Recently, the World Health Organization added “burn-out” to the International Classification of Diseases. They stopped short of classifying it as a medical condition; instead, they are calling it an “occupational phenomenon.”
Here’s how they define it:
Burn-out is a syndrome conceptualized as resulting from chronic workplace stress that has not been successfully managed. It is characterized by three dimensions:
- Feelings of energy depletion or exhaustion
- Increased mental distance from one’s job, or feelings of negativism or cynicism related to one’s job
- Reduced professional efficacy
Quite a while ago, we learned from the Centers for Disease Control that your immediate supervisor is more important to your health than your primary care doctor. If burn-out results from chronic workplace stress, we’re seeing that to be true.
And it makes sense. 74% of people say the workplace is the leading cause of stress. My co-author, Raj Sisodia, likes to share this statistic: on Monday mornings, there’s a 20% increase in heart attacks.
Your immediate supervisor is more important to your health than your primary care doctor. If burn-out results from chronic workplace stress, we’re seeing that to be true. Click To TweetLast week, I participated in a webinar hosted by Vitality, a wellness program provider with which Barry-Wehmiller partners. My friend Dr. Jeffrey Pfeffer, author of Dying for a Paycheck, was also part of the session called, “The Next Leading Cause of Death: The Workplace?” In conjunction with the webinar, Vitality also released the results of a study on workplace productivity they published in the Journal of Occupational and Educational Medicine in conjunction with researchers from Cambridge University and Charles University. The study assessed the influence of employees’ lifestyle, commuting time, physical and mental health, wellbeing, job and workplace environment on productivity levels.
Some key findings:
- Employees lose the equivalent of 31.2 working days per year due to health-related issues. The top three direct and indirect influences are mental health, job characteristics and physical health.
- Mental and physical health account for more than 84% of the direct effects on productivity loss.
- In addition, 93% of the indirect influences are mediated through mental and/or physical health, meaning that even job or workplace factors, such as job satisfaction, support from managers or feeling isolated, ultimately affect productivity through mental and/or physical health.
“At first glance, the results may not be surprising as we’ve known for some time that the way companies operate has a direct impact on employee health, but also that employee health directly impacts the success of companies,” said Francois Millard, SVP and Chief Actuarial Officer at Vitality Group.
Of the Vitality study, Dr. Pfeffer said, “Workplaces are making people sick along with the managers who also do the same thing, adversely affecting people’s ability to work. And as the study points out, interventions to improve health that do not attack the root causes of ill-health are going to be less effective or ineffective. It’s particularly important to focus on health as an intermediate outcome and show the costs of ill-health, but even more critical to look not only at the effects on productivity, but the impact on people’s wellbeing.”

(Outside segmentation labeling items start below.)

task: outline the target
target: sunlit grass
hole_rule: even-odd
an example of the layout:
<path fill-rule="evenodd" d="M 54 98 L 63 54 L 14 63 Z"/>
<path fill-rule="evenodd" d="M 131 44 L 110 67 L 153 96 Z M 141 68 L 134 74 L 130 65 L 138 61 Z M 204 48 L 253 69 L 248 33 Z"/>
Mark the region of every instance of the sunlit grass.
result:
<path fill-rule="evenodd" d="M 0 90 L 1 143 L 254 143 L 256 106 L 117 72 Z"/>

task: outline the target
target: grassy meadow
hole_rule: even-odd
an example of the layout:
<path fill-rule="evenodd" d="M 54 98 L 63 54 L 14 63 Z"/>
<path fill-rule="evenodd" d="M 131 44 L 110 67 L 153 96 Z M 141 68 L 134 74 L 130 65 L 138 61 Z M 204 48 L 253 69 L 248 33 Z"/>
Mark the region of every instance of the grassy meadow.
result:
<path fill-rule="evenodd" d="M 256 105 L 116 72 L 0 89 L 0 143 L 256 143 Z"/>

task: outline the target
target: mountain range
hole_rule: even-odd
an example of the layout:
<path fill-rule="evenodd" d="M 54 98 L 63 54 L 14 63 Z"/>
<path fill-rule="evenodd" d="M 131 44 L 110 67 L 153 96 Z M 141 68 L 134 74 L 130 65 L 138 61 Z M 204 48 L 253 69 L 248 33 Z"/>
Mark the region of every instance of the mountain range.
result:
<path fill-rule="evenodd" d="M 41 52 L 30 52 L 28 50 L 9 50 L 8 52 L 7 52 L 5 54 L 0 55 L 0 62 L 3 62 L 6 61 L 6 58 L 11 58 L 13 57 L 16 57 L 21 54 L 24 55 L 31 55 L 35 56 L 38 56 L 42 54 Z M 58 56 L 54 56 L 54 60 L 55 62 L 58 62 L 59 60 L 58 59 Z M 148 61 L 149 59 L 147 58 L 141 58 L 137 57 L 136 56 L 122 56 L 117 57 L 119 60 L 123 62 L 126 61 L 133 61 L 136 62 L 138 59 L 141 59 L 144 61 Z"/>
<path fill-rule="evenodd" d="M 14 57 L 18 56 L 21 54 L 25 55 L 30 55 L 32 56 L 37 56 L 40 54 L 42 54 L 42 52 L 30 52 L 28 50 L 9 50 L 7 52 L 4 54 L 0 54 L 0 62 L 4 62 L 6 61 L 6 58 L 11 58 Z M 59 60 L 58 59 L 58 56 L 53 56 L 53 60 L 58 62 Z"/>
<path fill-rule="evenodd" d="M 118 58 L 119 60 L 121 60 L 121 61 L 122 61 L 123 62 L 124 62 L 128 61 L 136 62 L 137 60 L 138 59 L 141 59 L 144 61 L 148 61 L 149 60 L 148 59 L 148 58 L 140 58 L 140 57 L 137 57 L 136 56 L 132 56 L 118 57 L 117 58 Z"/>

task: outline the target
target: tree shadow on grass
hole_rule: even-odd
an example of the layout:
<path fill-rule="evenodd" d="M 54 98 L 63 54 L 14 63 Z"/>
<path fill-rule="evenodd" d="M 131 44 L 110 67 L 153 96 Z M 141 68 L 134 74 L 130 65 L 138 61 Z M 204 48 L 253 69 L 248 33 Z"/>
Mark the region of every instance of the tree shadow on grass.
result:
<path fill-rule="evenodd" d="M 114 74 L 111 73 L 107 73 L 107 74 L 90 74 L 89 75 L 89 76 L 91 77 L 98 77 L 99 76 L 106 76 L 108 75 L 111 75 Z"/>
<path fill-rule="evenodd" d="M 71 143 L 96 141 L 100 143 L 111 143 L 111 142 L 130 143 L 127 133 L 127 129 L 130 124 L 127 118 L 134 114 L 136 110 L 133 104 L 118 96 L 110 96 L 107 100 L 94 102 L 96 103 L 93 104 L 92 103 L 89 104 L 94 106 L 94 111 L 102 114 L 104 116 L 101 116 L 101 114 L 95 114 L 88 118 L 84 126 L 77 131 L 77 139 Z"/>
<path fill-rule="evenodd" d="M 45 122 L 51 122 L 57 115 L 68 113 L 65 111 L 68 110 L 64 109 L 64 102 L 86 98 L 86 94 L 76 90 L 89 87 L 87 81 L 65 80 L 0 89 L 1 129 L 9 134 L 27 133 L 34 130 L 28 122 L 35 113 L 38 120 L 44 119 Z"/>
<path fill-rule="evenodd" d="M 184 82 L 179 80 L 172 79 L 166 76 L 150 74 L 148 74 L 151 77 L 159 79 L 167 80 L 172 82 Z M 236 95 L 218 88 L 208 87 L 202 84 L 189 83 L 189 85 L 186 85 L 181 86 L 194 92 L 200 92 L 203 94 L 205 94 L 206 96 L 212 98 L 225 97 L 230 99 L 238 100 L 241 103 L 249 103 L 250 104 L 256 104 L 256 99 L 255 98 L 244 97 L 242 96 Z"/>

Let’s add to this discussion a number of statistics Dr. Pfeffer shared during the Vitality webinar:
- Correlating hours worked per person and output per hour worked, productivity is highest when people spend fewer hours working.
- Throughout 18 industries in the U.S., the use of overtime hours lowers average output per hour worked for almost all industries in the sample.
- Since 1950, an increase in working time was always accompanied by a decrease in per-hour productivity.
In short, Dr. Pfeffer’s larger point is that when companies disregard the wellbeing of their employees, they end up achieving the opposite of the intended result.
However, when we, as business leaders, care about our people, we have can have a profound effect on their lives.
If 75% of the workforce are disengaged — among the 25% engaged in their jobs and thriving in their lives, 41% have lower health-related costs than “struggling” employees and 62% have lower health-related costs than “suffering” employees.
If caring about our people and their wellbeing can have that kind of effect, it only stands to reason that there would be a complimentary byproduct in the productivity in and performance of our businesses.
Right now, in the U.S., we have the lowest unemployment in 50 years, but we have the highest levels of anxiety we’ve had in decades. How can that be? Because we, as business leaders, continue to engage in leadership malpractice and disregard the wellbeing of our people.
The cure for burn-out, a lack of productivity, poor business performance? Care.
Try it, leaders. What do you have to lose? The way we’re working now is not working.